The majority of retirees will not be impacted. According to the Internal Revenue Service (IRS), 79 percent of retirees take more than their RMD annually because they need the money. 

However, for the 20.5 percent who take only the minimum amount required, the extra years could provide more time to strategize. 

If you have income sources in addition to your IRA and company plan, waiting another one to three years can be a big plus because it allows your savings to grow on a tax-deferred basis for longer. 

Another big planning opportunity related to RMDs at 73 is that the SECURE Act leaves the eligible age for qualified charitable distributions, or QCDs, intact at 70 1/2. The QCD gives charitably inclined retirees the opportunity to make tax-free gifts using assets from their tax-deferred accounts. 

The mismatch between the QCD-eligible age (70 1/2) and the new RMD age of 73 provides an opportunity to use QCDs aggressively when first eligible with an eye toward reducing RMDs when they commence. However, it is a short window, and QCDs are limited to $100,000 per year. 

A delay in the RMD age is also an opportunity to convert more of a traditional 401(k) or IRA over time to a Roth IRA. 

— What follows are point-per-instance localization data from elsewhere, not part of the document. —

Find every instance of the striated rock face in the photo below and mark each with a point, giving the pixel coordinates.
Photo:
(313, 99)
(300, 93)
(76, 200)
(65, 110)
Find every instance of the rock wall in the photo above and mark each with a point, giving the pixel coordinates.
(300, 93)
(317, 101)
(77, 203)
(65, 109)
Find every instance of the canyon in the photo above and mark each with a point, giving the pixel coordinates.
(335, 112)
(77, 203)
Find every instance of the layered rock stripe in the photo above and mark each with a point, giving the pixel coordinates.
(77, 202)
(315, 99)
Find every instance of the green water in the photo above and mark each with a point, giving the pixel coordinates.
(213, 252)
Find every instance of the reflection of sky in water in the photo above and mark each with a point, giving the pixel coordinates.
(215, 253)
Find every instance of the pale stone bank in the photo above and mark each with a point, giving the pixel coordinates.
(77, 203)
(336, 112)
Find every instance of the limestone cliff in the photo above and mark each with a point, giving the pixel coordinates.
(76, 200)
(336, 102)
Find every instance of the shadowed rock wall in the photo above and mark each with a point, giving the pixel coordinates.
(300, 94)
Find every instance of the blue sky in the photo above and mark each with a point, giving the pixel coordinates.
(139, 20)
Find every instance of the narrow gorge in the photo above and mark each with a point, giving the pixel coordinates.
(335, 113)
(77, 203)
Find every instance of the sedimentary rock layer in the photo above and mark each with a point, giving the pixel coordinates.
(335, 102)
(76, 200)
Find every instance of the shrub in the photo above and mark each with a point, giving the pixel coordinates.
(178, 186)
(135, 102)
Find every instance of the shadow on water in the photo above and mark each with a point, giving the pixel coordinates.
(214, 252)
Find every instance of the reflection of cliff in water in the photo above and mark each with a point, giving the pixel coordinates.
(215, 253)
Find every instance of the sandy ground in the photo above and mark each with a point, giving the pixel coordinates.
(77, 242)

While taxes are paid on the converted money, withdrawals down the road would be tax-free, unlike distributions from a traditional IRA or 401(k), which are taxed as ordinary income. 

Similarly, those post-retirement, pre-RMD years allow for tax-lowering maneuvers not directly related to the IRA. For example, tax-gain harvesting in taxable accounts can help reduce or eliminate capital gains taxes eventually due on those assets. 

While the first SECURE Act eliminated the stretch IRA for the majority of beneficiaries who inherited IRA assets in 2020 or later, it does provide a big opportunity for Roth IRA beneficiaries. 

Distributions from inherited Roth IRAs are almost always tax-free. A beneficiary could take no distribution until the tenth year after inheriting the account, leaving all the earnings in the inherited Roth IRA to grow tax-free. The account could then be emptied in the tenth year after years of tax-free growth with no tax bill for the beneficiary. 

If you are considering your estate plan and are thinking about how your beneficiaries will fare under the new rules, now may be a good time to consult with a knowledgeable tax or financial advisor.